The Evolution of Automotive Paint: From Lacquer to Metallics

The paint process is one of the most energy-intensive activities in car manufacturing. In earlier days, when paint was lacquer and metallics weren’t available, you were stuck with a handful of hues—often pastel (they hid the inevitable fade better than bolder colors). Then in the 1970s, new paint formulas allowed the designers to expand their color horizons. BMW’s designers explored the edges of those horizons. Take, for example, the incredible orange on the BMW Turbo (detailed in chapter 2 of “BMW’s Hidden Gems”).

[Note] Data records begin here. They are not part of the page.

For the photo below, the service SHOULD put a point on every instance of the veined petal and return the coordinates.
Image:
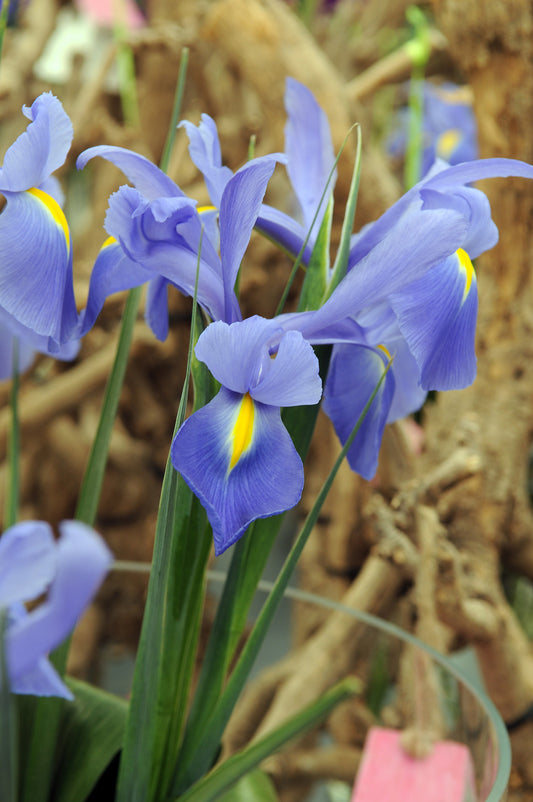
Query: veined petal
(27, 561)
(408, 394)
(112, 272)
(353, 374)
(36, 279)
(165, 241)
(204, 150)
(284, 231)
(437, 316)
(239, 207)
(309, 150)
(82, 561)
(144, 175)
(254, 356)
(266, 479)
(41, 149)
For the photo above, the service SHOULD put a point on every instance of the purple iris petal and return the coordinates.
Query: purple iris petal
(164, 238)
(239, 207)
(113, 271)
(353, 374)
(41, 149)
(82, 559)
(144, 175)
(27, 561)
(309, 150)
(441, 342)
(266, 480)
(240, 357)
(204, 150)
(36, 283)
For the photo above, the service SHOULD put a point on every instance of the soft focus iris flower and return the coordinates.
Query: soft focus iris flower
(449, 128)
(35, 251)
(235, 453)
(70, 570)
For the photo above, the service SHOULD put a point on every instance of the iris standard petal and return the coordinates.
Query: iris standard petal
(239, 207)
(353, 374)
(204, 150)
(27, 561)
(144, 175)
(416, 243)
(437, 316)
(309, 150)
(41, 149)
(82, 561)
(240, 461)
(36, 278)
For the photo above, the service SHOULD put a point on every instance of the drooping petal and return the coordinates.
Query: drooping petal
(82, 561)
(309, 150)
(266, 477)
(41, 679)
(36, 278)
(353, 374)
(141, 172)
(239, 207)
(112, 272)
(204, 150)
(255, 356)
(27, 561)
(408, 394)
(437, 316)
(165, 241)
(284, 231)
(41, 149)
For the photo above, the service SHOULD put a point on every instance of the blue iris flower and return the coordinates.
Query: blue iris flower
(36, 287)
(70, 570)
(155, 233)
(235, 453)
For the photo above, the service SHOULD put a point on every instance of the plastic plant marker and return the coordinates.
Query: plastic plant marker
(388, 772)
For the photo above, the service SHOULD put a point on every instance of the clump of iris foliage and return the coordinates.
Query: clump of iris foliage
(391, 318)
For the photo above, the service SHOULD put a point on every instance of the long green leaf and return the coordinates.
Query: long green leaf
(227, 773)
(8, 725)
(92, 730)
(200, 749)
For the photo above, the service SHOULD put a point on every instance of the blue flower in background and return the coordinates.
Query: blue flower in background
(449, 128)
(36, 286)
(28, 343)
(235, 453)
(70, 570)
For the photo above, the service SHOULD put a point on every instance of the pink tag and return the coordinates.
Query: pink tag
(388, 774)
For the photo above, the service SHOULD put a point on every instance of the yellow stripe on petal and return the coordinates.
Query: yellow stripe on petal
(466, 264)
(55, 210)
(241, 436)
(109, 241)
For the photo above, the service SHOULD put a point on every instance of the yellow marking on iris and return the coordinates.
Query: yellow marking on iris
(447, 142)
(466, 264)
(385, 351)
(109, 241)
(55, 210)
(241, 436)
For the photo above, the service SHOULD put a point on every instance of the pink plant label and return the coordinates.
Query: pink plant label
(389, 774)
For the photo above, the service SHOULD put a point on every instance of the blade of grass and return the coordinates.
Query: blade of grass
(228, 773)
(200, 745)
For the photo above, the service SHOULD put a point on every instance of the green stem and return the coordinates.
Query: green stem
(13, 483)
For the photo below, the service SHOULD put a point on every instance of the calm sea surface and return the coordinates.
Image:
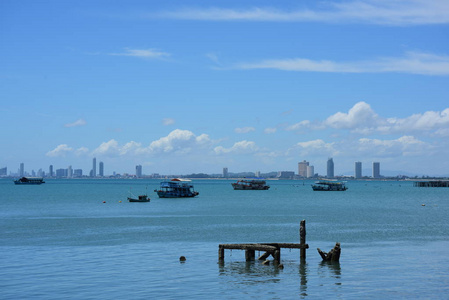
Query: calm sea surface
(60, 241)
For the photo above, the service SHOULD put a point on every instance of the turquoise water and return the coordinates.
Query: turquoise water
(59, 240)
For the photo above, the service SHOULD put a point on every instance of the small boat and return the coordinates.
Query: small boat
(326, 185)
(250, 184)
(29, 180)
(140, 198)
(176, 188)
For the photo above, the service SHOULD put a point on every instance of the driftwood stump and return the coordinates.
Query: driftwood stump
(333, 255)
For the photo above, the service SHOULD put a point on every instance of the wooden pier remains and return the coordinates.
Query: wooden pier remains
(432, 183)
(273, 249)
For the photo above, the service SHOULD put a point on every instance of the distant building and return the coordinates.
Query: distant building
(78, 173)
(61, 173)
(302, 168)
(330, 168)
(94, 168)
(376, 170)
(286, 174)
(101, 169)
(310, 171)
(139, 171)
(358, 170)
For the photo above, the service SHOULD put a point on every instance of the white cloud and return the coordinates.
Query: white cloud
(359, 115)
(316, 147)
(238, 148)
(411, 63)
(244, 129)
(362, 119)
(168, 121)
(178, 141)
(384, 12)
(270, 130)
(60, 150)
(143, 53)
(79, 122)
(403, 146)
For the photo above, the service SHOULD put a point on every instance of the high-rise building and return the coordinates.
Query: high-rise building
(376, 170)
(330, 168)
(310, 171)
(94, 167)
(358, 170)
(78, 173)
(4, 171)
(225, 173)
(138, 171)
(302, 168)
(101, 169)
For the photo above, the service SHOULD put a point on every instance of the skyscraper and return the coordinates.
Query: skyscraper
(302, 168)
(376, 170)
(101, 169)
(138, 171)
(94, 167)
(330, 168)
(310, 171)
(225, 172)
(358, 170)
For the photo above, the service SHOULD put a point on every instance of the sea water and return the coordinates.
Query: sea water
(82, 239)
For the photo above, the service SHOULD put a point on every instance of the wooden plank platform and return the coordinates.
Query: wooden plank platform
(273, 249)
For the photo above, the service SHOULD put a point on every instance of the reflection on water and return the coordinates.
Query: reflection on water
(303, 278)
(250, 272)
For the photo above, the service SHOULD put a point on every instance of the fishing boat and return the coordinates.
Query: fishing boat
(250, 184)
(326, 185)
(29, 180)
(176, 188)
(140, 198)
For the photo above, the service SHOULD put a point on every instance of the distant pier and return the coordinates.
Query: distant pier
(432, 183)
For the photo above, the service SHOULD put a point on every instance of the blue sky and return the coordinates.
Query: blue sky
(194, 86)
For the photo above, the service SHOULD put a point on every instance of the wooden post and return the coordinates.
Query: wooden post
(302, 238)
(250, 254)
(220, 253)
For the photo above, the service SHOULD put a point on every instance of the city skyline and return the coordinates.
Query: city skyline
(185, 87)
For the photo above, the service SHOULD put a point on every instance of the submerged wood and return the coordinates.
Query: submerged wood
(273, 249)
(333, 255)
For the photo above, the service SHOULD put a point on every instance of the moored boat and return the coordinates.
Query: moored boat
(29, 180)
(326, 185)
(140, 198)
(176, 188)
(250, 184)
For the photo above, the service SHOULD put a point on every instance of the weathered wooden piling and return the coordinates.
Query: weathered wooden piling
(333, 255)
(302, 238)
(273, 249)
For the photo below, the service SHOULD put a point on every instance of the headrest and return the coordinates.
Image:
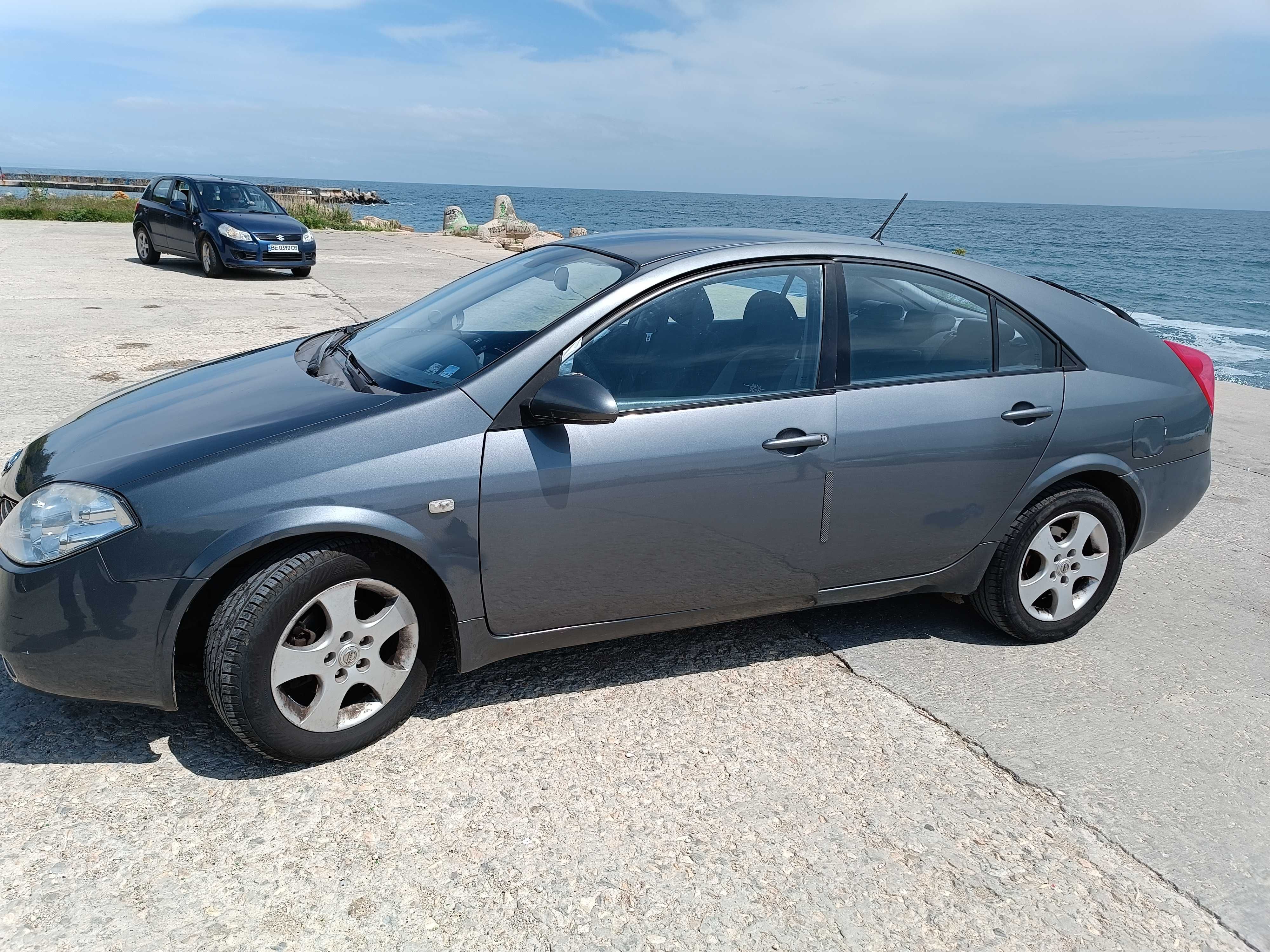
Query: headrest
(690, 308)
(769, 319)
(874, 317)
(928, 324)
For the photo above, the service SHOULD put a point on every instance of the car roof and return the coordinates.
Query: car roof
(204, 177)
(647, 246)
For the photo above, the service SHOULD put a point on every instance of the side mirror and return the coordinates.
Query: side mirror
(573, 398)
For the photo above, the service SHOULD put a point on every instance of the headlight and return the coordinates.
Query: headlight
(59, 520)
(231, 232)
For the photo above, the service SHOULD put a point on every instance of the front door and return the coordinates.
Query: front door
(181, 225)
(678, 506)
(926, 464)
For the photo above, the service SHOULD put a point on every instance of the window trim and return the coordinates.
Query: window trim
(845, 329)
(514, 417)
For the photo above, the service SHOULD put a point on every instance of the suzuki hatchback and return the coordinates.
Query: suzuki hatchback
(220, 223)
(618, 435)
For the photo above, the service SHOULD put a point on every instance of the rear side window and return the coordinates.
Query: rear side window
(1020, 345)
(911, 326)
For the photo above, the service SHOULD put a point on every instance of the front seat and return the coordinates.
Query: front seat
(968, 348)
(768, 360)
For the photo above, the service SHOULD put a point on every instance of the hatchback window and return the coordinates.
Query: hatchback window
(1020, 346)
(735, 336)
(471, 323)
(907, 326)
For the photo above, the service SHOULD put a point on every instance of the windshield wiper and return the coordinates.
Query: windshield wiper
(1118, 312)
(351, 359)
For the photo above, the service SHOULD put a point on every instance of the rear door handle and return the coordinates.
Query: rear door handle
(1027, 413)
(801, 442)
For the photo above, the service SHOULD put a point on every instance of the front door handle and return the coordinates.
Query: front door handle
(797, 442)
(1026, 413)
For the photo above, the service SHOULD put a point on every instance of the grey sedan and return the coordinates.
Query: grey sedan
(609, 436)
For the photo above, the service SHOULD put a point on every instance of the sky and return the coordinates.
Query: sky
(1104, 102)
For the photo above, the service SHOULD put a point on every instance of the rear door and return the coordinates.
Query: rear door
(679, 505)
(925, 461)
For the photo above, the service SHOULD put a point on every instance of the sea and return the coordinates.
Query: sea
(1196, 276)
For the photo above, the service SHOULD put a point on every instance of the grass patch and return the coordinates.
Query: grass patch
(40, 206)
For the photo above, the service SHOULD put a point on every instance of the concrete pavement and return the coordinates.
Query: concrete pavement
(735, 786)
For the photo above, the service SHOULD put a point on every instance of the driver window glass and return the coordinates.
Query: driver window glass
(735, 336)
(910, 326)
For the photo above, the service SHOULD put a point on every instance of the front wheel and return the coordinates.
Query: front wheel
(210, 258)
(321, 652)
(1056, 568)
(145, 247)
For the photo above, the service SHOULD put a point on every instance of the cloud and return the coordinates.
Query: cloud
(434, 31)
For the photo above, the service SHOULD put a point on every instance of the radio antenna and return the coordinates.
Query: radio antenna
(877, 235)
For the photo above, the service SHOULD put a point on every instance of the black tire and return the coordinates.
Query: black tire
(250, 625)
(210, 258)
(999, 598)
(145, 246)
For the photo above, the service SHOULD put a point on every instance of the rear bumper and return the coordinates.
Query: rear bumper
(1169, 493)
(69, 629)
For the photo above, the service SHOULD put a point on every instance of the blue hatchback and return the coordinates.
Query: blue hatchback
(222, 224)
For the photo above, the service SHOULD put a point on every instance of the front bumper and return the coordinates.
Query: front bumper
(253, 255)
(69, 629)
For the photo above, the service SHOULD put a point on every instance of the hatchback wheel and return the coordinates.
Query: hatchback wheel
(1056, 568)
(321, 652)
(145, 247)
(211, 260)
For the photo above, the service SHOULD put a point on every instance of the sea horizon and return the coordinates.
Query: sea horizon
(1198, 276)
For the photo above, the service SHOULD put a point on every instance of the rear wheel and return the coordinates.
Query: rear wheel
(1056, 568)
(321, 652)
(210, 258)
(145, 247)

The 1970s: A New Era of Paint Technology and Design

Buyers eventually gravitated towards the brighter colors available in the 1990s. And during that period, BMW offered some outstanding choices, one favorite being the luscious Laguna Seca Blue available on the E46 M3—a standout color and car to this day. BMW buyers are often at the edge of new consumer products, and those trends influence the designers’ color palette as well.

Iconic Shades: Highlighting BMW’s Standout Colors

In the last ten years, BMW and others have pushed matte colors—what old hot-rodders would call ‘flat paint’. That took some work to get past the management board, but seeing the reaction of showgoers to frozen-finished cars convinced them. BMW designers take advantage of new car launches and LCIs to test the waters for new colors, like Thundernight Metallic and San Remo Green, to name a couple.

Innovative Surface Treatments: The BMW i Vision Dee

One of the most intriguing surface treatments was the color-changing film, developed by the E Ink Corporation, on the BMW iX in 2022. Then in 2023, the BMW i Vision Dee was covered in programmable capsules of active pigments—and it too was a smash hit. Not to be forgotten are the BMW art cars. A walk through the BMW museum will satisfy your desire to see the art cars in close proximity. There are now over 20 BMW art cars—and surely more on the way.

Steve Saxty’s “BMW’s Hidden Gems” is a wealth of behind-the-scenes tales from the BMW design studios. Well worth the read.